I then combined the RecordColumnForm with the AddRecordForm.
class AddRecordForm(forms.ModelForm):
file = forms.FileField(required=False)
data = JSONField()
class Meta:
model = Record
widgets = {'data': forms.HiddenInput()}
fields = (
'category',
'data',
'file'
)
# Only pull category objects that are created by the user
# Default uses Category.objects.all()
def __init__(self, user, *args, **kwargs):
super(AddRecordForm, self).__init__(*args, **kwargs)
self.fields['category'].queryset = Category.objects.filter(user=user)
When the form is rendered it will have:
- category
- data
- file
- n number of columns
Example:
User creates two categories. One is restaurants and the other is travel. Restaurants has 3 columns (name, cost, date) while Travel has 4 columns (airline, cost, date, miles). Resulting in a form with 9 total fields (data is already hidden).
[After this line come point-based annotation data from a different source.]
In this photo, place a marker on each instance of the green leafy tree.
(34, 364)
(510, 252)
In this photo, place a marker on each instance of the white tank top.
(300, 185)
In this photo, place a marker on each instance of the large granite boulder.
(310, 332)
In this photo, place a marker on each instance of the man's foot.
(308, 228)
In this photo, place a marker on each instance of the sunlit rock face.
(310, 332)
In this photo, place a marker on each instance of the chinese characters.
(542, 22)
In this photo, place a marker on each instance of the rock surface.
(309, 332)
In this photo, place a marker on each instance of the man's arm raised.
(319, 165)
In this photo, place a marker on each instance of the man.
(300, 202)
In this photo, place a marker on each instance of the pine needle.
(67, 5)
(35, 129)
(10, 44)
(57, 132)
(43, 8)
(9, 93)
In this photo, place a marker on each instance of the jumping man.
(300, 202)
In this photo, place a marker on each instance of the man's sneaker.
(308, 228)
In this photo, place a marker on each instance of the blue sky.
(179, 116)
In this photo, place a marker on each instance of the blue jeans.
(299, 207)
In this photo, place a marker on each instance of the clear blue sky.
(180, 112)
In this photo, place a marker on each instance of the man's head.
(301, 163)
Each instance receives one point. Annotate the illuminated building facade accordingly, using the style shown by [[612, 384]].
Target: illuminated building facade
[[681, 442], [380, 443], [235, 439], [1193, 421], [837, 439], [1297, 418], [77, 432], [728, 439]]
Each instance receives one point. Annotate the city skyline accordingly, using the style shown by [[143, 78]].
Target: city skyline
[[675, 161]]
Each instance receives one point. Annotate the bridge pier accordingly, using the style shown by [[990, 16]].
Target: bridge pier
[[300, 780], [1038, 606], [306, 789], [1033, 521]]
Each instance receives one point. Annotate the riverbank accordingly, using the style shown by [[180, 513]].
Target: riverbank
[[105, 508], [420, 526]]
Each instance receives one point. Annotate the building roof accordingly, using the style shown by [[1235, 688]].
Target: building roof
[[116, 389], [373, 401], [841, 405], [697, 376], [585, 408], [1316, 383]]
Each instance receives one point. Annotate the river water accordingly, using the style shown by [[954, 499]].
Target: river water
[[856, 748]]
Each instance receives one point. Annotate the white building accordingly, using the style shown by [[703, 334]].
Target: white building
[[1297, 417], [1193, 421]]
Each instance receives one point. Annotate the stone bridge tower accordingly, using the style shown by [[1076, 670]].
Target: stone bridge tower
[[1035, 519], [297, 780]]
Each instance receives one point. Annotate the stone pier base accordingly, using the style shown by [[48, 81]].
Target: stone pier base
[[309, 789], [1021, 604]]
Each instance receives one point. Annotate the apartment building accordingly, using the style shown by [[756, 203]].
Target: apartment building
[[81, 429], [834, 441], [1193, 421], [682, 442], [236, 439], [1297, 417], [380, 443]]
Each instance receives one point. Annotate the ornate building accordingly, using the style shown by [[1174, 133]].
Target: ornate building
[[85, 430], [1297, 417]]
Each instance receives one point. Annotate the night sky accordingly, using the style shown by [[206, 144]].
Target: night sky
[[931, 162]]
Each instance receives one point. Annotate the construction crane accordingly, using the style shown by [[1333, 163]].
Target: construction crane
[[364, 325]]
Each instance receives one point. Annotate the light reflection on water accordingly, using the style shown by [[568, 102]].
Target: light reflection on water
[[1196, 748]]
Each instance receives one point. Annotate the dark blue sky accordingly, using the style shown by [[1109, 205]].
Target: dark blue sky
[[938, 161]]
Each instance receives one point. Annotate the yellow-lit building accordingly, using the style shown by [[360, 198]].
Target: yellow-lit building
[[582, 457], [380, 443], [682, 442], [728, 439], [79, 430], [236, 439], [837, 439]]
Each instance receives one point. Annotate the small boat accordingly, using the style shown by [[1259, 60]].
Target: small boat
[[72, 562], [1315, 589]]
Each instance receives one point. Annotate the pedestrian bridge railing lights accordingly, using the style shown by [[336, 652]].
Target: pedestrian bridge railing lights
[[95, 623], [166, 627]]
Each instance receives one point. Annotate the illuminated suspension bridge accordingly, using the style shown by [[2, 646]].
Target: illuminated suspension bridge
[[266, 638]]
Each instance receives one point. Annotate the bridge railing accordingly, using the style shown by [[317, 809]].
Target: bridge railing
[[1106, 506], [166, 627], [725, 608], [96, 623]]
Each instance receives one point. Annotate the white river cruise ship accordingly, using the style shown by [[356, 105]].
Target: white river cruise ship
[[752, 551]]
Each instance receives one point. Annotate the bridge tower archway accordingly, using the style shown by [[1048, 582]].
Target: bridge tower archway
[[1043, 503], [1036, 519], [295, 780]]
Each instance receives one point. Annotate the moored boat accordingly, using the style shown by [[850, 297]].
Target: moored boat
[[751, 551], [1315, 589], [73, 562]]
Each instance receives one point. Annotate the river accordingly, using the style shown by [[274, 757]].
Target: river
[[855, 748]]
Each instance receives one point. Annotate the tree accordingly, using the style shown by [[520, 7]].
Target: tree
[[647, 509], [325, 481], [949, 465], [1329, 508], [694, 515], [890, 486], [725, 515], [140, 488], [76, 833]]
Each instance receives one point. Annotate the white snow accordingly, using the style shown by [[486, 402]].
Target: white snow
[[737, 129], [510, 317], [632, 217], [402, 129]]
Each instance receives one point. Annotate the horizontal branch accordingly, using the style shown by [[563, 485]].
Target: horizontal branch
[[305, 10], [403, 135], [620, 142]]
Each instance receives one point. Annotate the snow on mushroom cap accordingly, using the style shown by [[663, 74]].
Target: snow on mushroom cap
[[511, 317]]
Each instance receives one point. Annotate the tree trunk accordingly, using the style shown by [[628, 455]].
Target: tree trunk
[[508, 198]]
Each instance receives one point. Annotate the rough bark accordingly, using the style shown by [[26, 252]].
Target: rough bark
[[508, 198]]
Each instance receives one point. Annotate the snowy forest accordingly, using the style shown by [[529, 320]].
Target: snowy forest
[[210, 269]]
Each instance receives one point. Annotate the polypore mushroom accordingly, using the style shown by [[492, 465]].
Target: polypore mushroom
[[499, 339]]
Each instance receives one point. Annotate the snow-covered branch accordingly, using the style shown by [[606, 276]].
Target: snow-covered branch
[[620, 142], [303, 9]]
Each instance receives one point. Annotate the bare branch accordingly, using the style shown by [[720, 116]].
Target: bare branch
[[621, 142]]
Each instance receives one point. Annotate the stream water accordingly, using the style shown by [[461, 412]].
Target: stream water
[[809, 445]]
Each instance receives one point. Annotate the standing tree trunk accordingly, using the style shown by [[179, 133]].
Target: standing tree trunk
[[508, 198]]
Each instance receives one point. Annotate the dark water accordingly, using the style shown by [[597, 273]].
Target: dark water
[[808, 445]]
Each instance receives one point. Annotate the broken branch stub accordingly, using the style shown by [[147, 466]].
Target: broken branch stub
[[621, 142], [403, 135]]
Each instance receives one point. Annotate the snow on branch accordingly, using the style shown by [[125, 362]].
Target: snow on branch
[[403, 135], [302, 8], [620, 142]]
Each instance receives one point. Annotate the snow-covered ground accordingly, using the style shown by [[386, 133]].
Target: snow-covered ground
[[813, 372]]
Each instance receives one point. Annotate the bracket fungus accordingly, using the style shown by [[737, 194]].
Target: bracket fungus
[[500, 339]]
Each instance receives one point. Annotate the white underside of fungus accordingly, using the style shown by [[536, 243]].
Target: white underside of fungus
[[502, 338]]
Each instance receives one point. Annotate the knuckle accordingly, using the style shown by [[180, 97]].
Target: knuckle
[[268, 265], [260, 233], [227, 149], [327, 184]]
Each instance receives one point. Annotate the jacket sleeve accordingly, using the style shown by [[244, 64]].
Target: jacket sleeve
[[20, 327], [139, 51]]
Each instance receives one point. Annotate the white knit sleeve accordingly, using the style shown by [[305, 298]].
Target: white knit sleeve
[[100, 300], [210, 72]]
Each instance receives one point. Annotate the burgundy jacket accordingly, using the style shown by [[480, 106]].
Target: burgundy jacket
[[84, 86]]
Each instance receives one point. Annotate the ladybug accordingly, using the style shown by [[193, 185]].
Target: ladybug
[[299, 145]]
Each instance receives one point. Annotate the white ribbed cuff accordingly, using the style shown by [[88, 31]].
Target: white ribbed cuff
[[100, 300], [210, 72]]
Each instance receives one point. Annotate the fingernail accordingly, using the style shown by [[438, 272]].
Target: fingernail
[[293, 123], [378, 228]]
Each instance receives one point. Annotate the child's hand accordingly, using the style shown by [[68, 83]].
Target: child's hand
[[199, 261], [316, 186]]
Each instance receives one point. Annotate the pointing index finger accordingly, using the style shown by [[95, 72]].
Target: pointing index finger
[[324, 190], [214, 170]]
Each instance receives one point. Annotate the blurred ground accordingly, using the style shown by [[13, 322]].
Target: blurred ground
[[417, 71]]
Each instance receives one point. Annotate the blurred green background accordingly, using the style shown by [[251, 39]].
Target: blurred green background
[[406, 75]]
Each of the dynamic fields has an id associating it with the correct category.
- category
- file
- name (id_column_1_name)
- cost (id_column_1_cost)
- date (id_column_1_date)
- airline (id_column_2_airline)
- cost (id_column_2_cost)
- date (id_column_2_date)
- miles (id_column_2_miles)
We can now hide all the temporary fields on document load and remove the styling (display=none) for the fields we want to display.
// Hide all fields
function hideElements() {
$('*[id*=id_column_]').each(function() {
id = this.id
document.getElementById(id).parentNode.style.display = "none";
});
}
// Display the fields associated with the chosen category
var columns = value[index-1]['columns'].split(',')
columns.forEach(function(val) {
$(document.getElementById('id_column_'+ choice_id + '_' + val.trim()).parentNode.removeAttribute('style'))
})
If the user chose the category Travel the fields presented would be:
- category
- file
- airline
- cost
- date
- miles
In order to build the JSON data we need to hook the submit event in order to fill the hidden data column before POST.
// Build our JSON data and overwrite 'id_data' contents before submitting
$("#id_form").submit(function( event ) {
var columnJSON = {};
$('*[id*=id_column_]:visible').each(function() {
columnJSON[$('label[for=' + this.id).text()] = this.value
document.getElementById("id_data").value = JSON.stringify(columnJSON, null, 4);
});
});
Integrating Heroku with Django is pretty seamless. However, Heroku uses an ephemeral file system. This, essentially, removes all files uploaded that aren't static resources. This is a severe limitation for a demonstration web application. Up until this point I've always deployed code within an EC2 instance. I wanted to keep costs down as much as possible. I ended up using Heroku for the platform and S3 for the media.
There is plenty of documentation for integrating Heroku within Django. However, the documentation for integrating S3 was outdated.
What made this particularly troublesome is that each change had to be committed and pushed to Heroku. There is no way to make a change without committing first. So I ended up with a lot commits that consisted of a 1 line code change in a short period of time. In hindsight, I should have created an S3 git branch to perform my work and merge once it was done.